"Slapstick"
est le mot que les américains emploient pour désigner leurs premiers
films comiques. Cela veut dire "le bâton qui fait slap !", la
batte, la canne de jonc terminée par deux morceaux de cuir dont les clowns
se servaient pour se frapper en faisant du bruit.
Le slapstick c'est la clownerie, les chutes en cascade, les personnages excessifs,
les tartes à la crème. Les comiques américains arrivent
du cirque, de la pantomime, du burlesque, de ce qu'ils appellent le vaudeville
(qui n'a rien à voir avec les nôtres).
Le premier grand animateur de ces équipes est Mack Sennett dont la carrière
de réalisateur commence en 1911. Dans ses souvenirs il a dit: "Pendant
longtemps j'ai été considéré comme l'inventeur du
comique cinématographique, mais il est temps que je confesse la vérité:
ce sont les Français qui sont les inventeurs du slapstick et je les ai
imités."
Il parle des équipes de Gaumont et de Pathé, de Max Linder et
de Jean Durand.
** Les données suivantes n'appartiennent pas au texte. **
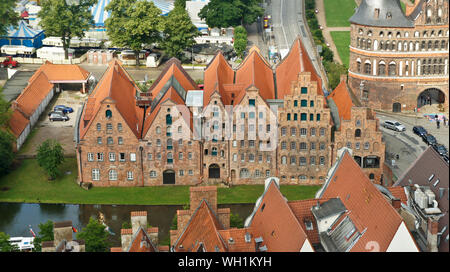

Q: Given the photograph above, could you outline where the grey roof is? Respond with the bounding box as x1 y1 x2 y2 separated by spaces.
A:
311 198 347 220
394 146 450 252
350 0 414 27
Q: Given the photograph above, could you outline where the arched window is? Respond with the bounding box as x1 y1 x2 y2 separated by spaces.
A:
364 62 372 75
388 62 396 76
378 61 386 76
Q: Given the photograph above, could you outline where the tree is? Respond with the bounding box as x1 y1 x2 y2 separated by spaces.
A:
0 232 19 252
198 0 264 28
105 0 162 66
0 129 14 176
37 139 64 180
77 217 109 252
0 0 20 36
38 0 98 59
161 7 200 59
33 220 54 252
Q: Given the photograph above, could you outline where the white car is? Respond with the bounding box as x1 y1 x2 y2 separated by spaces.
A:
382 120 406 131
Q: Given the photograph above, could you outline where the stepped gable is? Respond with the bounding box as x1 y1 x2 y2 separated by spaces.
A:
317 151 418 252
80 60 143 138
249 181 312 252
29 61 90 82
203 51 234 107
143 58 198 136
234 46 275 101
173 199 227 252
349 0 419 27
275 37 323 99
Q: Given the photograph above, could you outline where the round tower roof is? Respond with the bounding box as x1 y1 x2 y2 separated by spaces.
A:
350 0 414 27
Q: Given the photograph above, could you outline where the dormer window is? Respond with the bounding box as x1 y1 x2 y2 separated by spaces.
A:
374 9 380 19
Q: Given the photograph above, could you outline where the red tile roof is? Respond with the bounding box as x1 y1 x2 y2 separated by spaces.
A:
29 61 90 82
9 109 30 138
320 152 416 252
288 198 328 244
80 60 143 138
246 182 309 252
234 47 275 100
219 228 256 252
174 200 227 252
16 72 53 118
275 37 323 99
387 186 408 205
327 80 354 120
203 51 234 107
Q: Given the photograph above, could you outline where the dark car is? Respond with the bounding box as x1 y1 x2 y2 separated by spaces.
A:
433 144 448 156
423 134 437 145
48 112 69 122
413 126 428 137
53 105 73 113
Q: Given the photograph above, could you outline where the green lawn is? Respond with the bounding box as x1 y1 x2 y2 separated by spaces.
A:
323 0 357 27
330 31 350 67
0 158 320 205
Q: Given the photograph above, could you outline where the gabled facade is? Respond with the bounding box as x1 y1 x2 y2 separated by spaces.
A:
327 79 384 186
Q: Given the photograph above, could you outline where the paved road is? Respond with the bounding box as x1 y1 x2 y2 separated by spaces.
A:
267 0 326 87
377 112 449 178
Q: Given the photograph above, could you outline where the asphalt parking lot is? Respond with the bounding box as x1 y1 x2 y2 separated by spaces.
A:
20 91 87 156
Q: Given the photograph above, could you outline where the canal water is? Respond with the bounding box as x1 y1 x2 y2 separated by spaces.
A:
0 203 254 247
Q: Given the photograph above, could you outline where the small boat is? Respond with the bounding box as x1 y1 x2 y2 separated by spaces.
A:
9 237 34 251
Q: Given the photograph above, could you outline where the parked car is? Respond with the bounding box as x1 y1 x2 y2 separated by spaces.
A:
48 109 66 116
433 144 448 156
423 134 437 145
382 120 406 131
53 105 73 113
413 126 428 137
48 112 69 122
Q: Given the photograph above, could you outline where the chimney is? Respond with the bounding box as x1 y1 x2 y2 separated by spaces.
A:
392 199 402 211
190 186 217 214
427 217 439 252
131 211 147 234
53 221 73 247
120 229 133 252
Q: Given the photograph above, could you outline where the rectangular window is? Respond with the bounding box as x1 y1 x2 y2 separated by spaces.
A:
130 153 136 161
127 171 133 180
92 169 100 180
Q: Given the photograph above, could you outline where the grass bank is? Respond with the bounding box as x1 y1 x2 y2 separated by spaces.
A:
323 0 357 27
0 158 319 205
330 31 350 67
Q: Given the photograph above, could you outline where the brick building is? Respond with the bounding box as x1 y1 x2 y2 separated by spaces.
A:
77 39 384 186
327 78 384 186
349 0 449 112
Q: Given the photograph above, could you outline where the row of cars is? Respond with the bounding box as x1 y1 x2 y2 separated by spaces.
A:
381 120 449 163
413 126 448 162
48 105 73 122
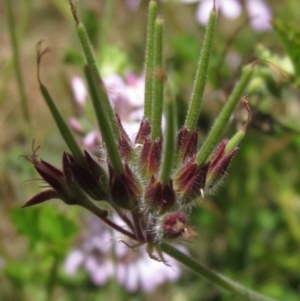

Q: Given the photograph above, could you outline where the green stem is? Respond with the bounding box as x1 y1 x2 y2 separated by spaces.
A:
47 254 60 301
144 0 157 120
98 0 116 66
196 65 254 165
151 18 165 141
5 0 30 124
40 82 86 166
185 6 217 131
160 243 276 301
159 95 176 184
69 0 120 138
85 67 124 174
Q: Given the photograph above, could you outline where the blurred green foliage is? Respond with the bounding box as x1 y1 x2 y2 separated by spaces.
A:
0 0 300 301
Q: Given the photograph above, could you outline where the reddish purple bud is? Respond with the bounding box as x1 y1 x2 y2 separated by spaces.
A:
69 157 108 201
177 127 198 161
140 139 162 175
109 164 141 210
135 119 151 144
144 176 176 212
175 160 209 203
22 189 60 208
158 212 197 239
209 139 228 169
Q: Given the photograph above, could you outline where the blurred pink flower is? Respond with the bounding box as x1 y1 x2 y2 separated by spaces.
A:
185 0 272 31
69 73 145 148
64 218 181 292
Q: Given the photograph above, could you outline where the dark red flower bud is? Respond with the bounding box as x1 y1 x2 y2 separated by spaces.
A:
65 152 109 201
109 164 141 210
135 119 151 144
158 212 197 239
209 139 228 169
144 176 176 212
174 160 209 203
22 189 60 208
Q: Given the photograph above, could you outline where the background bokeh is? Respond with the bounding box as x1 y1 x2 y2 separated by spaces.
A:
0 0 300 301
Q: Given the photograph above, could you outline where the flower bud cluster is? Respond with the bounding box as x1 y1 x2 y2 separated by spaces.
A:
23 1 253 261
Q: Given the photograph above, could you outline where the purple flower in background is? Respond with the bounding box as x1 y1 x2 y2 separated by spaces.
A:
69 73 145 152
65 214 181 292
185 0 272 31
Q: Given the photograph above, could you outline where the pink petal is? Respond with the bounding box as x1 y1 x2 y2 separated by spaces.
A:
246 0 272 31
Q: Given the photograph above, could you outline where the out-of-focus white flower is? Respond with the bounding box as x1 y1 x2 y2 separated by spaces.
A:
192 0 272 31
69 73 145 151
71 76 88 107
246 0 272 31
64 218 181 292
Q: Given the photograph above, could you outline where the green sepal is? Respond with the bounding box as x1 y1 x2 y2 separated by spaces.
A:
84 66 124 174
185 3 217 131
40 83 86 166
196 65 254 165
144 0 157 121
151 18 165 141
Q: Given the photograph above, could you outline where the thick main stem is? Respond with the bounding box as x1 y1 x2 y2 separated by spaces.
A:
160 243 276 301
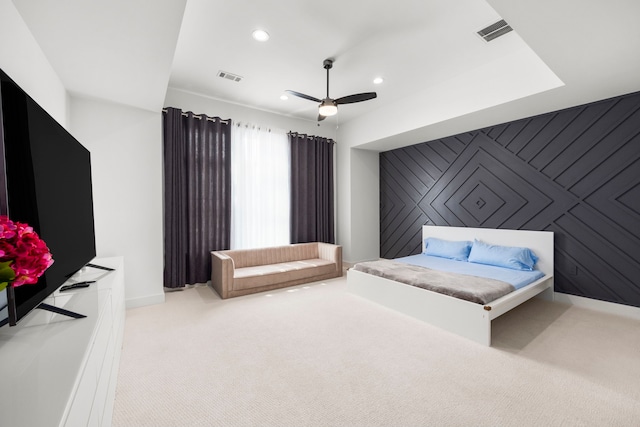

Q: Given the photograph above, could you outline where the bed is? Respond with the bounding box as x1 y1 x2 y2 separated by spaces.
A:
347 225 554 346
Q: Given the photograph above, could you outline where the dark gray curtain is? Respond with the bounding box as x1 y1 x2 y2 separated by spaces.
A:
289 133 335 243
163 108 231 288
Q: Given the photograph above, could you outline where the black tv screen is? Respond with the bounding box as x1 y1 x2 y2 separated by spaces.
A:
0 70 96 325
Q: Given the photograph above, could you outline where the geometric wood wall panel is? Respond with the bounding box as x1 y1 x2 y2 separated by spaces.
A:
380 92 640 307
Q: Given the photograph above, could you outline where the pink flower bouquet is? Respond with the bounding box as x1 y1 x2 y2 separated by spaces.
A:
0 215 53 291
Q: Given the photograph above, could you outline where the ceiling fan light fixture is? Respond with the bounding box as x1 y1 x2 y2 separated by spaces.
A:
318 99 338 117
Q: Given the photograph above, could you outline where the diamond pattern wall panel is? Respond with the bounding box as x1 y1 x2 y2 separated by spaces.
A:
380 93 640 307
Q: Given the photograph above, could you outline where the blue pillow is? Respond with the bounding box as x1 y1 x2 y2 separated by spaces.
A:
469 240 538 271
424 237 472 261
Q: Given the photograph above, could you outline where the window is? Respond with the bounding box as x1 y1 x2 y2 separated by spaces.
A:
231 123 290 249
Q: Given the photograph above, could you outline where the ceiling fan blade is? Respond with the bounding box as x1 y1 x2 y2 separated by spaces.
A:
335 92 378 104
285 90 322 102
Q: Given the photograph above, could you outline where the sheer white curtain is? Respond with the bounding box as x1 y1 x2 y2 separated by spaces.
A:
231 123 291 249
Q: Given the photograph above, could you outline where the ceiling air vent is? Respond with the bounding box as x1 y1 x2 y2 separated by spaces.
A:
218 71 242 82
478 19 513 42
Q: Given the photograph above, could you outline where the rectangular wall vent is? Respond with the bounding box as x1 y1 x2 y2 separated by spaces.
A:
218 70 242 82
478 19 513 42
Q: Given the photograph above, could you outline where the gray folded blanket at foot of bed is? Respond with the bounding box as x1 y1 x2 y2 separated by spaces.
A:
353 259 515 304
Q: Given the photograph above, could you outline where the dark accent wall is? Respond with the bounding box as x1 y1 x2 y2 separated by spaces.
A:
380 92 640 307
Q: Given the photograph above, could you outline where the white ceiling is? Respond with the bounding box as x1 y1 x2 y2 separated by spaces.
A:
13 0 640 149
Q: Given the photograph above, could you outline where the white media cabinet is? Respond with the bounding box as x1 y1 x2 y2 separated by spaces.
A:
0 257 125 427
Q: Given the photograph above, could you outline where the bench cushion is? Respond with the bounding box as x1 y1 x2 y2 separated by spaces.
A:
233 258 336 291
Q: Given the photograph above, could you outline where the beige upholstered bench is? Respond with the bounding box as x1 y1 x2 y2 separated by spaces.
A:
211 242 342 298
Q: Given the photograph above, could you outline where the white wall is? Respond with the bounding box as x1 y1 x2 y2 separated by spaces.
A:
0 0 69 127
70 97 164 307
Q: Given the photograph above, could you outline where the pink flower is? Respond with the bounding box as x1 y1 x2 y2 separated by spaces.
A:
0 215 53 286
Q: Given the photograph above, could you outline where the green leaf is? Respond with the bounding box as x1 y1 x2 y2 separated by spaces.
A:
0 261 16 290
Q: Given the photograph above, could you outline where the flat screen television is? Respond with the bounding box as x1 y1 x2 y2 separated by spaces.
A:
0 70 96 326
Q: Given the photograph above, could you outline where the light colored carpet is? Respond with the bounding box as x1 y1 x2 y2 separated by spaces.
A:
113 278 640 427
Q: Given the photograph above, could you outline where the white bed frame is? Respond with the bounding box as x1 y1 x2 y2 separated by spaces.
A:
347 225 553 346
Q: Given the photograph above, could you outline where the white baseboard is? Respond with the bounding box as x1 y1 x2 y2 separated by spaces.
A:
125 292 164 308
553 292 640 320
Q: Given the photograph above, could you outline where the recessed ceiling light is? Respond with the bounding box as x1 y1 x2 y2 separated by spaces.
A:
251 30 269 42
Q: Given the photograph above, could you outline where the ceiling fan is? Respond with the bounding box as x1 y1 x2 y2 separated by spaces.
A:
285 59 378 121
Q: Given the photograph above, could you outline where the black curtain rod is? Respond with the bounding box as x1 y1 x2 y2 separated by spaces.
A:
162 108 231 124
Hélas, la génération des jeunes comiques
français part à la guerre le 2 août 1914. Depuis quelques
mois a débuté chez Mack Sennett un certain Charlie Chaplin et
le cinéma comique américain, désormais, a pris une avance
que personne ne rattrapera jamais.
Les comiques américains tournent des films courts, de deux bobines (on
les appelait les "Two-reelers"), histoires quotidiennes, parfois improvisées
au hasard d'un défilé militaire ou d'une course d'automobiles...
Les ressorts de leurs histoires sont souvent l'amour ou la fin. A part Harold
Lloyd ou Laurel et Hardy qui représentent des Américains moyens,
les héros sont, en général, des vagabonds pitoyables.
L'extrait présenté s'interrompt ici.